Buying new software to calculate the correct number for the original cost of a tax lot of shares is just the tip of the iceberg in preparations.
Mutual funds, which have always relied on average cost accounting, now must give investors the option of deciding which tax lot accounting methodology to use. A customer can select first-in-first out accounting, average cost or the specific identification approach, which allows them to first sell the lot of securities that means paying the least amount of taxes.
The investor can also change his or her mind and later select different methodologies for different accounts registered under the same name even after a mutual fund company first selected the mechanism it wants to use.
The flexibility and duration of the selection process will add time and costs to adapting IT systems. Providing multiple sale methodologies will require lots of coding changes.
“Mutual fund platforms were coded to provide only average cost accounting, and now they will have to adjust to a variety of cost-basis methodologies,” said Cameron Routh, senior vice president of strategic products at Scivantage, a technology provider in Jersey City, N.J. “They must also be able to segregate between eligible and non-eligible accounts under the new regulations as well as covered and non-covered activity within the eligible accounts.”
Technical changes aside, mutual funds and their transfer agents will have to deal with plenty of customer inquiries. A study by research firm Tower Group in early 2010 estimated that a firm with one million customer accounts could receive 150,000 or more annual calls from customers.

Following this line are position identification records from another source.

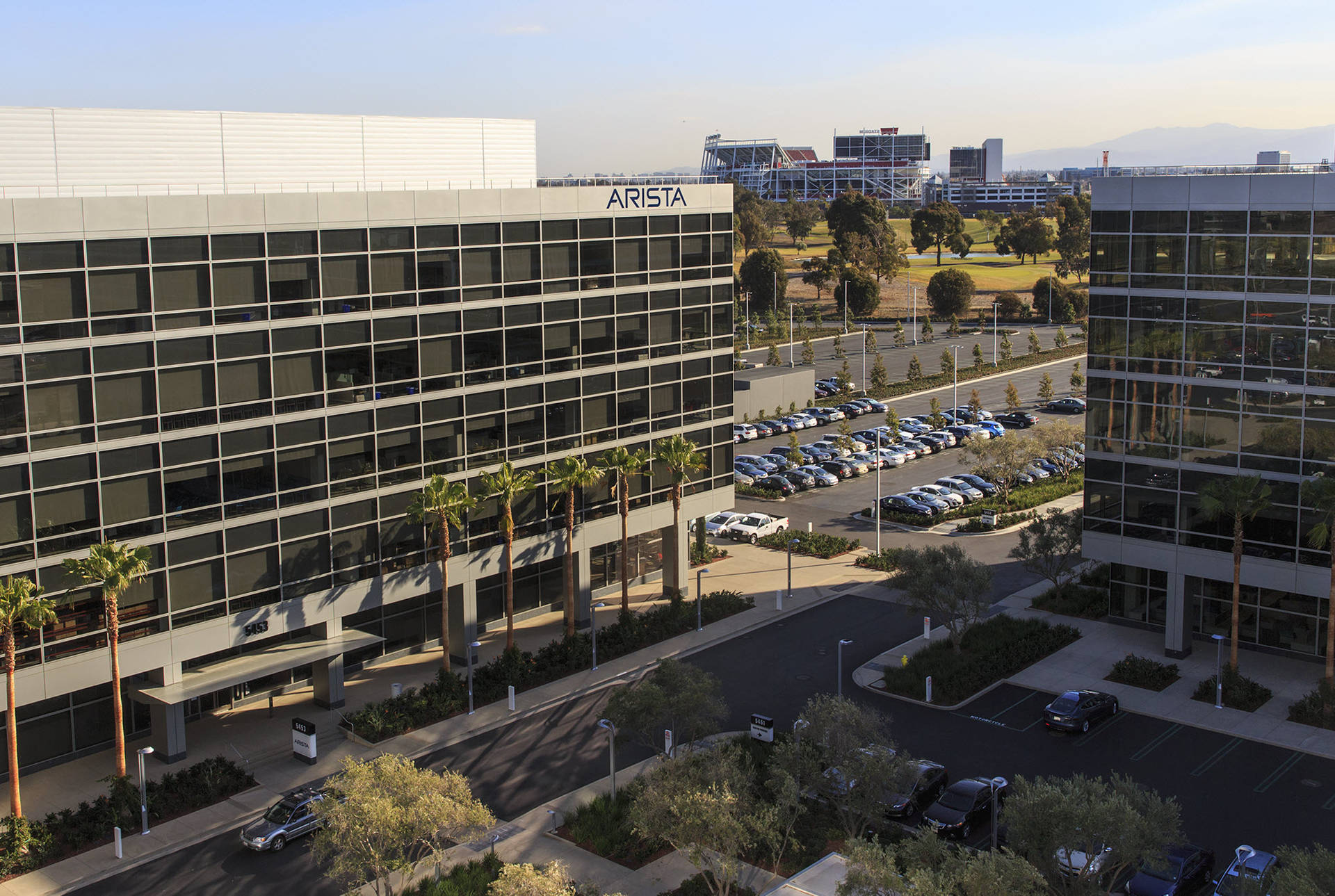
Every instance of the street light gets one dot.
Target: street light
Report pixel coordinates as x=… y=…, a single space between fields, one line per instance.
x=612 y=754
x=700 y=593
x=473 y=645
x=143 y=788
x=843 y=642
x=593 y=628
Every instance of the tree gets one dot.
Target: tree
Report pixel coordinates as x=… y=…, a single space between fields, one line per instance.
x=1319 y=497
x=1088 y=815
x=508 y=485
x=936 y=225
x=681 y=458
x=950 y=291
x=22 y=607
x=117 y=568
x=677 y=697
x=393 y=816
x=766 y=278
x=1236 y=498
x=438 y=507
x=1072 y=242
x=624 y=464
x=1050 y=546
x=946 y=584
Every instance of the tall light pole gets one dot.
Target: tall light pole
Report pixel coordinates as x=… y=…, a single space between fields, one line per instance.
x=843 y=642
x=612 y=754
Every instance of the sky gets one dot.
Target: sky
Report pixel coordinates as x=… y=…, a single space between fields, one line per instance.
x=633 y=87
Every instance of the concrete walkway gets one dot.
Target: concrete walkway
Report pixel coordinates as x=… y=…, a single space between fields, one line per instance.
x=264 y=742
x=1083 y=665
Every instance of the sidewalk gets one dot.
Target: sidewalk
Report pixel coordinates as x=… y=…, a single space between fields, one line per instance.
x=264 y=743
x=1083 y=665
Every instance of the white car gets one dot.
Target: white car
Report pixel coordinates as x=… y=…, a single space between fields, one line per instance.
x=754 y=526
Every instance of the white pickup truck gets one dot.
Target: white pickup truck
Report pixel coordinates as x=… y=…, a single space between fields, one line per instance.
x=754 y=526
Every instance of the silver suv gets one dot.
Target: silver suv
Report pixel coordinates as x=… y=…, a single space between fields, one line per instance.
x=290 y=817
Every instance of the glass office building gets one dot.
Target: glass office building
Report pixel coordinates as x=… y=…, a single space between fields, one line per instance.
x=1211 y=355
x=254 y=385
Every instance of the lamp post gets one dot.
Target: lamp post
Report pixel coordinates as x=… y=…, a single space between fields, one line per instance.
x=612 y=754
x=473 y=645
x=700 y=593
x=593 y=629
x=143 y=788
x=843 y=642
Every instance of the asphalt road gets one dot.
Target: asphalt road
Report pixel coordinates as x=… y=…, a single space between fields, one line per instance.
x=1231 y=791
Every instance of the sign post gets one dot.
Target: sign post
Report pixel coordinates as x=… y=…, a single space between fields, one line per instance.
x=303 y=742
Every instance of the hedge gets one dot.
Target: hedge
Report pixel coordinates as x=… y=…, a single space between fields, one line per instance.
x=448 y=693
x=991 y=651
x=31 y=845
x=811 y=544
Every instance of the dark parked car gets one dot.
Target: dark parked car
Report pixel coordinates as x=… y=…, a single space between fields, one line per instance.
x=931 y=780
x=1179 y=872
x=966 y=806
x=1017 y=420
x=1075 y=710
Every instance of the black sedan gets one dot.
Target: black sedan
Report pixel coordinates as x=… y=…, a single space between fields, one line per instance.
x=1017 y=420
x=1076 y=710
x=966 y=806
x=1176 y=872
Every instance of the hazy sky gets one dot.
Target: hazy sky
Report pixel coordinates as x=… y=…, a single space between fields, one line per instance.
x=620 y=87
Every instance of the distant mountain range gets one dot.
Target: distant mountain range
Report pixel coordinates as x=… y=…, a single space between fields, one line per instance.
x=1208 y=145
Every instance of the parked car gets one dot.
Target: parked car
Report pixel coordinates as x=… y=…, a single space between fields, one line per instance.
x=1076 y=710
x=754 y=526
x=1067 y=406
x=1178 y=872
x=818 y=473
x=1017 y=420
x=287 y=819
x=966 y=806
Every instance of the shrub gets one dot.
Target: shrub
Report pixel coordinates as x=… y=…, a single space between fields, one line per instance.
x=1143 y=672
x=1240 y=692
x=991 y=651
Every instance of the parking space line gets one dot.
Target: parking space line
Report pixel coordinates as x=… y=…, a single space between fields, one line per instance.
x=1278 y=774
x=1144 y=751
x=1218 y=755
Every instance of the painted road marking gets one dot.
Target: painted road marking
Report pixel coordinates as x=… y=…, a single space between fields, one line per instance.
x=1144 y=751
x=1278 y=774
x=1218 y=755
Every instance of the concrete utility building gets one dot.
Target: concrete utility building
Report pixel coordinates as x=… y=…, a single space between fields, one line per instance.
x=243 y=341
x=1211 y=355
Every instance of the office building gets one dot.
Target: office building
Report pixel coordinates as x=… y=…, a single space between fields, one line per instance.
x=1211 y=355
x=249 y=353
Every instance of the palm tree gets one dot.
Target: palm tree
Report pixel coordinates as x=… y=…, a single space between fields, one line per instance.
x=1238 y=498
x=439 y=505
x=115 y=568
x=1319 y=494
x=681 y=458
x=569 y=475
x=508 y=485
x=22 y=605
x=624 y=464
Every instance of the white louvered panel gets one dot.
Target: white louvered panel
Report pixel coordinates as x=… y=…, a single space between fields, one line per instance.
x=104 y=147
x=422 y=150
x=264 y=149
x=27 y=147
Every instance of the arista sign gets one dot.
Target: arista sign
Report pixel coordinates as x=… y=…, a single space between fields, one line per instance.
x=647 y=198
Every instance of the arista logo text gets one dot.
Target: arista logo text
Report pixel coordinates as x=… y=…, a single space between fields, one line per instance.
x=647 y=198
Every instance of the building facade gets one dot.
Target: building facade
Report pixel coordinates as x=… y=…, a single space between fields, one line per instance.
x=1211 y=355
x=254 y=382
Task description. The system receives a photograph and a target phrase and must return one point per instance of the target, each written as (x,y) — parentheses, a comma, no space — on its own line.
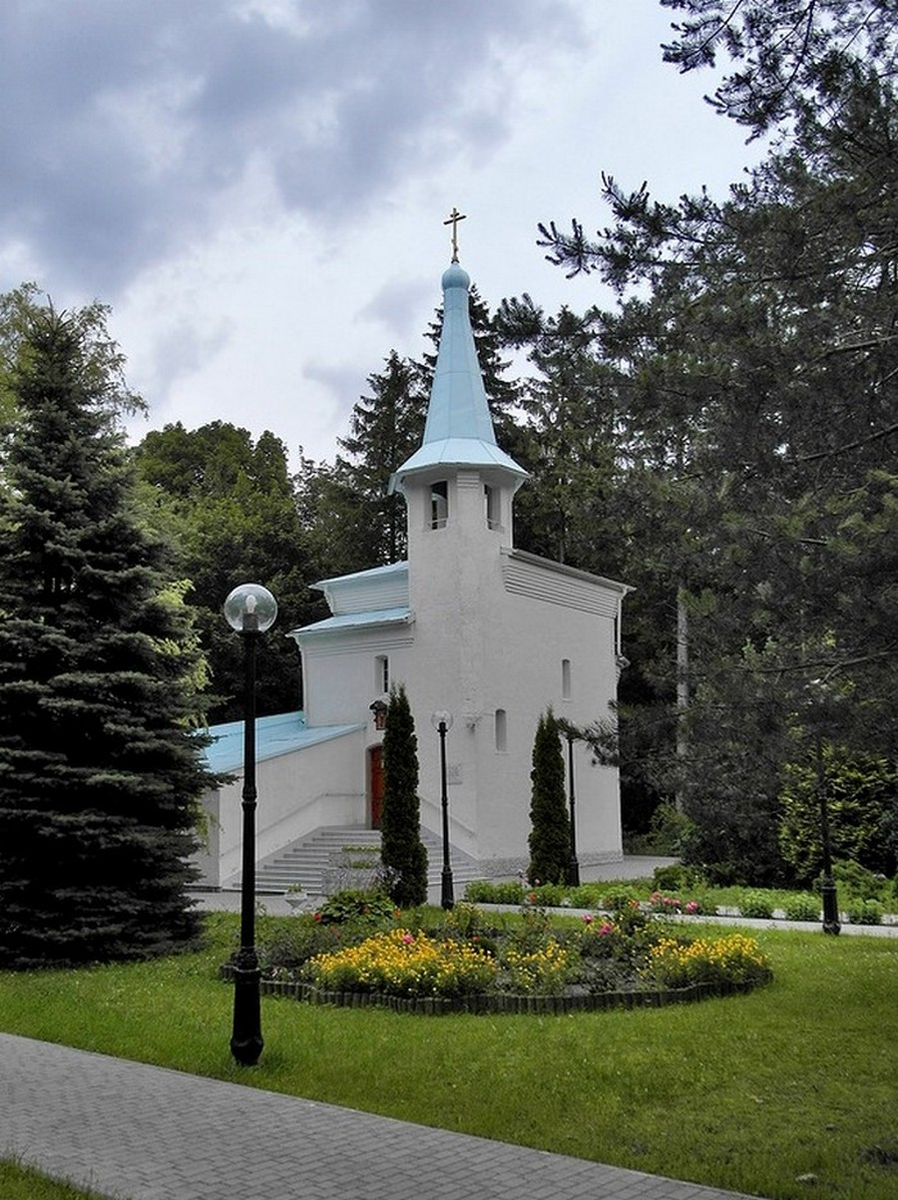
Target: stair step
(306,862)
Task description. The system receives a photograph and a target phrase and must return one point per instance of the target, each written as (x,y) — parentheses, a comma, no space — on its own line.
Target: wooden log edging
(500,1002)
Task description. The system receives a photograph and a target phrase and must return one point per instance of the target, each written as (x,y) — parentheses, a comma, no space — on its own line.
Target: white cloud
(258,187)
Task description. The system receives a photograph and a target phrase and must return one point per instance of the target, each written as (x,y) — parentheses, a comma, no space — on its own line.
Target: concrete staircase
(312,861)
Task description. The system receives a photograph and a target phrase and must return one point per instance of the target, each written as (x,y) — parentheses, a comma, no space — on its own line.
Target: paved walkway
(133,1132)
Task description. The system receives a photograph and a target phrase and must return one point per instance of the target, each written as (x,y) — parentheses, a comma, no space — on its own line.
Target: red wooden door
(376,785)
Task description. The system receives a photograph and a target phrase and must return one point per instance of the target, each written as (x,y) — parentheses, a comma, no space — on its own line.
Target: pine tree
(550,823)
(357,523)
(401,846)
(231,509)
(100,775)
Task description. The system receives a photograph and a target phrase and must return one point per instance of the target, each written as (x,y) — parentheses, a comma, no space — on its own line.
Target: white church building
(471,627)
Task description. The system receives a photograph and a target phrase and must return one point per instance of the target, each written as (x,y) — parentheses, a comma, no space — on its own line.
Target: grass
(747,1093)
(19,1182)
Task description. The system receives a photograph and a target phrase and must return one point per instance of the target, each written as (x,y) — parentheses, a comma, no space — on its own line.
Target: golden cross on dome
(454,219)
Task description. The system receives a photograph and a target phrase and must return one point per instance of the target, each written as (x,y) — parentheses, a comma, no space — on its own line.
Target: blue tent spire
(459,429)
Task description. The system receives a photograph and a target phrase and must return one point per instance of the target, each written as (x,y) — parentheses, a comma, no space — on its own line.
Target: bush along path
(358,951)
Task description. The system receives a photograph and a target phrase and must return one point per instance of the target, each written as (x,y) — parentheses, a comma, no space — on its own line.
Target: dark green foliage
(794,57)
(99,774)
(229,508)
(550,825)
(486,892)
(401,847)
(357,906)
(862,803)
(355,523)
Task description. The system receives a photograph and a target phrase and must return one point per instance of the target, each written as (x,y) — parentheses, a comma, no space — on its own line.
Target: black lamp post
(827,885)
(573,865)
(442,723)
(250,610)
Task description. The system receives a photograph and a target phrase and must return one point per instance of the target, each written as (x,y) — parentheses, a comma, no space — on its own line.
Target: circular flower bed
(464,960)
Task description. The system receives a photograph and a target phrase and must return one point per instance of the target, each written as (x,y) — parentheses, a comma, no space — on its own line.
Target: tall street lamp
(573,865)
(250,610)
(827,885)
(442,723)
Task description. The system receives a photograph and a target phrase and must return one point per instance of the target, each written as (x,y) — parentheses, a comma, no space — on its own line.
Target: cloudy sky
(257,187)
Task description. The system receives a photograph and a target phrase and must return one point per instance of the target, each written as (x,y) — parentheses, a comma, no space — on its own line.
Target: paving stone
(135,1132)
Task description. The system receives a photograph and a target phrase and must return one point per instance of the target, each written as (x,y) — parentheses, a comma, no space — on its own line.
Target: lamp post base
(246,1039)
(447,891)
(831,906)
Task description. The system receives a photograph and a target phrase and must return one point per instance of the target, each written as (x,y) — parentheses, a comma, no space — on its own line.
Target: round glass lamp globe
(251,607)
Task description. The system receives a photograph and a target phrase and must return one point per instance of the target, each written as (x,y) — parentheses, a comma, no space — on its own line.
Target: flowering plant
(730,959)
(405,964)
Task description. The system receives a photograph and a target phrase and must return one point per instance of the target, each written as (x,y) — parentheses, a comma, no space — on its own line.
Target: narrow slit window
(382,673)
(438,504)
(566,678)
(501,730)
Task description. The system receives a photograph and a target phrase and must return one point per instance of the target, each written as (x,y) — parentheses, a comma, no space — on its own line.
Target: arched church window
(501,730)
(494,510)
(566,678)
(438,504)
(382,673)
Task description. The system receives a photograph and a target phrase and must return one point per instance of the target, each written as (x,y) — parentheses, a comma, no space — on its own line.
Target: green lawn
(749,1092)
(18,1182)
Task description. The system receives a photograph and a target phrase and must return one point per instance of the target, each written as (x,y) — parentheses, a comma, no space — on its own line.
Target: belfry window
(491,502)
(438,504)
(382,673)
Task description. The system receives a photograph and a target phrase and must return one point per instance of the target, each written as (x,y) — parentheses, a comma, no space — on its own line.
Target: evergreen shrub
(358,906)
(864,912)
(802,906)
(485,892)
(756,904)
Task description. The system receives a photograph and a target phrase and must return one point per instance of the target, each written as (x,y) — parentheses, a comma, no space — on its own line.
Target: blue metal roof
(459,429)
(359,621)
(370,574)
(275,736)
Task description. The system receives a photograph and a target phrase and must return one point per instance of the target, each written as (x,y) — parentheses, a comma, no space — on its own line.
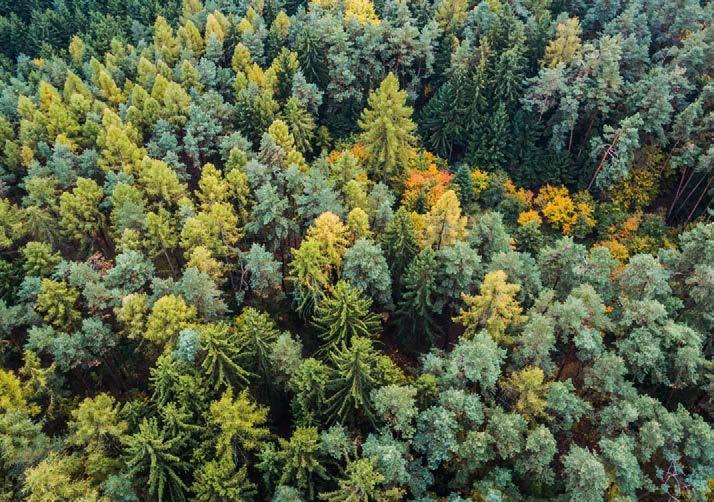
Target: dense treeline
(356,251)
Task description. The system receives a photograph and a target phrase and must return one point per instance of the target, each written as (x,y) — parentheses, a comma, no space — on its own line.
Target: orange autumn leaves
(572,215)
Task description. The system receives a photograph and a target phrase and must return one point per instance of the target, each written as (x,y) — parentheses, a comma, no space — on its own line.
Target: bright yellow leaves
(360,10)
(423,188)
(529,389)
(528,217)
(561,211)
(495,308)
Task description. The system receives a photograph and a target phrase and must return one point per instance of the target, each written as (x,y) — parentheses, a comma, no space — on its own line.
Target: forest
(356,250)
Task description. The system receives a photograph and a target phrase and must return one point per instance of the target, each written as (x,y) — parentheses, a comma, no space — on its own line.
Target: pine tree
(151,455)
(417,306)
(343,315)
(387,129)
(352,378)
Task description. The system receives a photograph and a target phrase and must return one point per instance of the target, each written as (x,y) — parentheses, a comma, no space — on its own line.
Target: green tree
(221,358)
(417,305)
(387,129)
(256,333)
(300,458)
(152,457)
(345,314)
(585,476)
(353,376)
(365,268)
(400,244)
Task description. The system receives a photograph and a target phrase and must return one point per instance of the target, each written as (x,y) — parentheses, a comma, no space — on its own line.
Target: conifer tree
(343,315)
(387,129)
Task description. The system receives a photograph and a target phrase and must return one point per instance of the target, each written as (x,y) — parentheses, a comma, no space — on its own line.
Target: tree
(151,455)
(310,275)
(529,389)
(400,244)
(53,478)
(39,259)
(301,461)
(353,376)
(221,357)
(365,268)
(361,485)
(264,270)
(169,315)
(566,45)
(585,476)
(256,333)
(417,305)
(396,406)
(331,235)
(494,308)
(57,302)
(458,266)
(241,425)
(387,129)
(79,210)
(444,224)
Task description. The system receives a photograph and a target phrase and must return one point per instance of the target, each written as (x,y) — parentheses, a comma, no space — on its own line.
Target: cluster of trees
(356,251)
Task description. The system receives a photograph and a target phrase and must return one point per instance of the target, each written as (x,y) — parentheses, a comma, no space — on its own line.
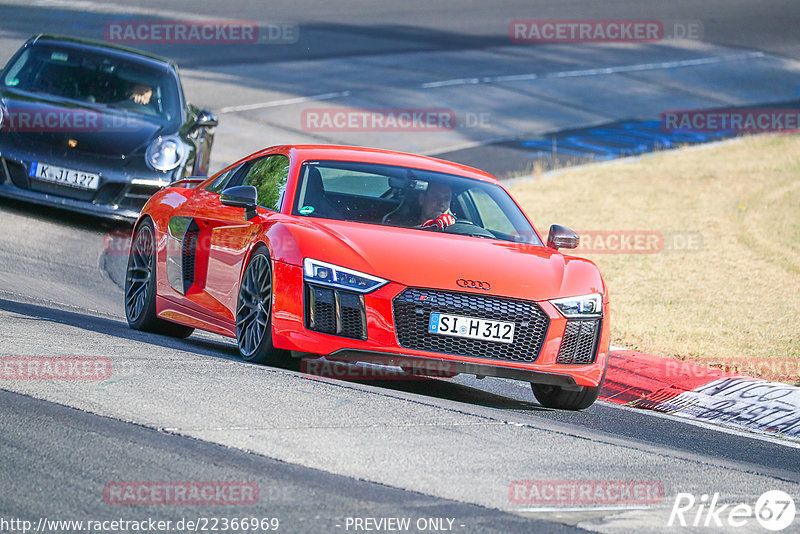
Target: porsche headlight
(327,274)
(583,307)
(165,153)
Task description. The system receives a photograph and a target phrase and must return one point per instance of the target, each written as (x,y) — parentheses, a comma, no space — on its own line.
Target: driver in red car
(435,206)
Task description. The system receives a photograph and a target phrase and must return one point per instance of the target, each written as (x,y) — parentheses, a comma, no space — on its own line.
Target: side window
(268,175)
(219,184)
(490,213)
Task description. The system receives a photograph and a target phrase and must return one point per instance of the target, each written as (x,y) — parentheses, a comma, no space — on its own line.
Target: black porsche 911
(95,128)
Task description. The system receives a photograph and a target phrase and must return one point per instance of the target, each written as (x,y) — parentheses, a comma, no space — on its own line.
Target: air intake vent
(335,311)
(579,344)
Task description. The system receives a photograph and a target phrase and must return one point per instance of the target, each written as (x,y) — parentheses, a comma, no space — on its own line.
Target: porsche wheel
(254,312)
(140,286)
(561,399)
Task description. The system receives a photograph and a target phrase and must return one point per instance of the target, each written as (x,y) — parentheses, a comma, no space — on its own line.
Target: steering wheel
(467,227)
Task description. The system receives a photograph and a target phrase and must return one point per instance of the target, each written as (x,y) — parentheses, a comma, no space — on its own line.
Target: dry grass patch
(735,303)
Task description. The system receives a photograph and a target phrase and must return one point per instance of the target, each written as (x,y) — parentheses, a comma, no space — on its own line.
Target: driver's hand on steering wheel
(441,222)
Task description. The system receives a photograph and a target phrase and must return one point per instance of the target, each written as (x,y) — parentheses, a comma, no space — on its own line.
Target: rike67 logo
(774,510)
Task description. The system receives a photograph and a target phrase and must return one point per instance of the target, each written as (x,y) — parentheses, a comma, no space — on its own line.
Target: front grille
(413,308)
(137,195)
(335,311)
(580,342)
(65,191)
(16,173)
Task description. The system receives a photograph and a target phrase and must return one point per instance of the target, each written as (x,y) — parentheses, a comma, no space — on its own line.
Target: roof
(77,42)
(381,156)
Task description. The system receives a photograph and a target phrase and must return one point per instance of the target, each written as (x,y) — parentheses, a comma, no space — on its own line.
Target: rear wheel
(561,399)
(140,286)
(254,312)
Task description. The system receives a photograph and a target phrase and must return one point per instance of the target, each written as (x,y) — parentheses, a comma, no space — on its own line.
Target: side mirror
(562,237)
(241,196)
(206,119)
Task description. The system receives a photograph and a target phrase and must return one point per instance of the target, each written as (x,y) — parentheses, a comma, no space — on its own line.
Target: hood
(421,258)
(47,122)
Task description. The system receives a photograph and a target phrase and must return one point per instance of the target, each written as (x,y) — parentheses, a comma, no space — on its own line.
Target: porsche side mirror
(241,196)
(206,119)
(562,237)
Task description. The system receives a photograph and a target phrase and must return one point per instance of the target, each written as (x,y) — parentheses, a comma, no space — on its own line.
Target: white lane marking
(284,102)
(707,426)
(597,71)
(579,509)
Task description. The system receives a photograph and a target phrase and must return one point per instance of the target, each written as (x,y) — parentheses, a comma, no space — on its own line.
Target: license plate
(471,327)
(64,176)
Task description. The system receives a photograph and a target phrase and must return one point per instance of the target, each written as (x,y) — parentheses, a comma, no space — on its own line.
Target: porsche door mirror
(241,196)
(562,237)
(206,119)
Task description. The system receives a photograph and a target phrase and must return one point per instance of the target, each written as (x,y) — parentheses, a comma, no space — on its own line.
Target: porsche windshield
(410,198)
(96,79)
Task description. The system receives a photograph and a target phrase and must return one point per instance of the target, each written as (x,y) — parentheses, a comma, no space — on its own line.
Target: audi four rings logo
(474,284)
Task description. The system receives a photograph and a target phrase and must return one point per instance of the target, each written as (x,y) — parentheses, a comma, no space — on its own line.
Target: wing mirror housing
(241,196)
(562,237)
(206,119)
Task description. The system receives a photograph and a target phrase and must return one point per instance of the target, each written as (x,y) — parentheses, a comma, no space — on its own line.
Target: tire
(561,399)
(254,312)
(140,286)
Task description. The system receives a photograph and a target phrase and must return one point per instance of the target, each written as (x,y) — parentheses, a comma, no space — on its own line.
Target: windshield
(405,197)
(95,78)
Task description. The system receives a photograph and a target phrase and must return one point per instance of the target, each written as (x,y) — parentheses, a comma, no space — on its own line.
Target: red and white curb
(687,390)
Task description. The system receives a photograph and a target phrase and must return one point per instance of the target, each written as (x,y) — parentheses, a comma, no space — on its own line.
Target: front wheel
(561,399)
(254,312)
(140,286)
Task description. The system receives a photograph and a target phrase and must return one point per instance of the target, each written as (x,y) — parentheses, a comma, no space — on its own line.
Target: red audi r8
(338,252)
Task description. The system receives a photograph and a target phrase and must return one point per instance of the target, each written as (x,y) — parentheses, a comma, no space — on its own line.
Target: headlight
(586,306)
(328,274)
(165,153)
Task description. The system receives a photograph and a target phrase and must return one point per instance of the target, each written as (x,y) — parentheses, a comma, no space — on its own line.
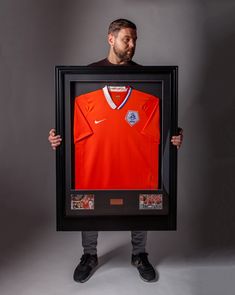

With each call costing the equivalent of $7, the additional expense could come to more than $1 million a year.
“Customers will start asking which cost-basis methodology to use as well as which of their accounts are covered,” Conlon said. “The dilemma will be for firms to provide sufficient customer support without providing answers that can be construed as tax advice.”
Just as difficult as answering questions on which cost-basis methodologies to use will be understanding that some purchases and sales of mutual fund assets can trigger wash sales.
“The IRS will also require mutual funds to handle and report complicated violations of wash sales which involve sales from fractional shares and automatic dividend reinvestments,” Willis said.
“Some of the sales of shares in a mutual fund account might be disallowed as a tax loss due to the wash sale rule,” Conlon said. “A disallowed loss likely means a lot of unhappy investors calling up a mutual fund or its transfer agent asking for the wash sale to be deleted so that the investor can take the loss.”
Bottom line: when complying with the new requirements, a mutual fund and its transfer agent need to combine technological prowess with correct communications. And start preparing early.
“It’s not just about focusing on IT changes but also operational preparedness and shareholder and fund communications,” said Joan Dowd, chief compliance officer for Boston Financial Data Services in Quincy, Mass. “We expect the influx of investor calls to come in after the letters are sent throughout this year and in early 2012 when the first new tax reports are mailed.”
A transfer agent for more than 100 mutual fund complexes representing more than 25 million accounts, Boston Financial created a virtual swat team back in the fall of 2009 of senior ranking operations, compliance and IT executives, who meet monthly.
Boston Financial has trained all of its associates on the basics of cost-basis reporting through in-house developed training modules, including an online course. The transfer agent is also helping its mutual fund clients prepare the necessary communications to investors explaining the new regulations and train their operations and shareholder services experts to respond to technological changes and customer calls.